Brüssel (dsv/sth). Vor dem Hintergrund der hohen Inflation und des starken Anstiegs der Energiepreise hat die Organisation für wirtschaftliche Zusammenarbeit und Entwicklung (OECD) eine neue Studie zu den daraus resultierenden Herausforderungen für die Rentensysteme der beteiligten Staaten erstellt. Darin betont die OECD, insbesondere die einkommensschwächsten Haushalte seien von der Inflation betroffen. Zumindest die am stärksten gefährdeten Rentnerinnen und Rentner sollten deshalb „umfassend geschützt werden“, fordert die 38 Staaten umfassende Gruppe. Erforderlich seien hierfür unmittelbare Hilfen und Sofortmaßnahmen, zu denen auch ein Vorziehen von regelmäßigen Leistungsverbesserungen gehören könne.
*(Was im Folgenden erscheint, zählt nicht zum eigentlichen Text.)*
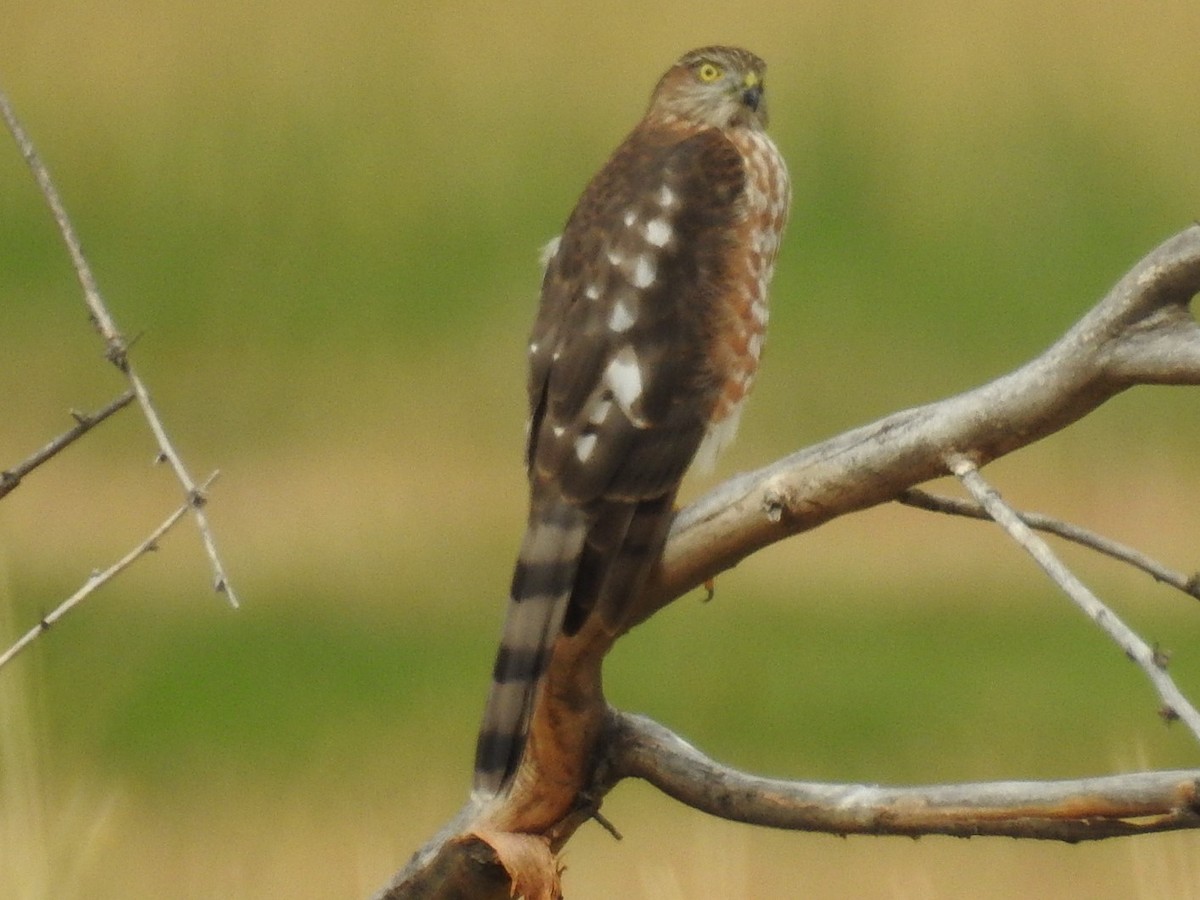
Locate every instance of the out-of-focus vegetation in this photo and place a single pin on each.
(322, 221)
Von der hohen Inflation seien auch Rentnerinnen und Rentner – insbesondere im unteren Einkommensbereich – betroffen, schreibt die OECD. Um Ruheständler vor den Auswirkungen der Inflation zu schützen, sei vor allem die regelmäßige, meist jährliche Rentenanpassung von großer Bedeutung. Die von Staat zu Staat unterschiedlichen Regeln für die Rentenanpassung legen fest, wie der Lebensstandard im Ruhestand gesichert wird und in welchem Umfang Rentnerinnen und Rentner an den Wohlstandsgewinnen einer Gesellschaft teilhaben.
Preisgebundene Rentenanpassungen belasten staatliche Rentenversicherungen
Rentnerinnen und Rentner profitierten nicht von den Wohlstandsgewinnen einer Gesellschaft, so die OECD. Daher seien viele Länder von der lohnbezogenen Rentenerhöhung zur Anpassung entsprechend der Preisentwicklung übergegangen, um den Anstieg ihrer Rentenausgaben zu begrenzen. Zwei Drittel der OECD-Länder passten ihre Grundrenten an Preissteigerungen an. Bei einkommensabhängigen gesetzlichen Renten – wie in Deutschland – seien dies etwa die Hälfte.
Die anhaltend hohe Inflation führe nun zu einer Umkehrung der üblichen Denkweise bei der Rentenanpassung, heißt es in der Studie weiter. In der gegenwärtigen Krise biete die Anpassung gemäß der Preisentwicklung aufgrund sinkender Reallöhne einen besseren Schutz für die Rentnerinnen und Rentner als eine lohnabhängige Anpassung. Dagegen führe sie zu einem deutlichen Anstieg der Belastungen für die Rentenversicherungsträger beziehungsweise für die öffentlichen Finanzen.
In ihrer Studie hinterfragt die OECD, inwieweit es finanzierbar ist, alle Rentnerinnen und Rentner vor einer hohen Inflation zu schützen. Je nach finanzpolitischem Spielraum und nationalen Präferenzen benennt die OECD Alternativen zu einer vollständigen Preisanpassung aller Renten. Dies könnten Kombinationen aus Pauschalzahlung, vollständiger oder teilweiser Anpassung bis zu einem bestimmten Schwellenwert sein. Die Folgen der Inflation würden somit für die Bezieher höherer Renten nicht vollständig aufgefangen. Dagegen könne der Lebensstandard von Bezieherinnen und Beziehern niedriger Renten gewahrt werden, „ohne die finanzielle Tragfähigkeit der Rentensysteme zu gefährden“, so die OECD.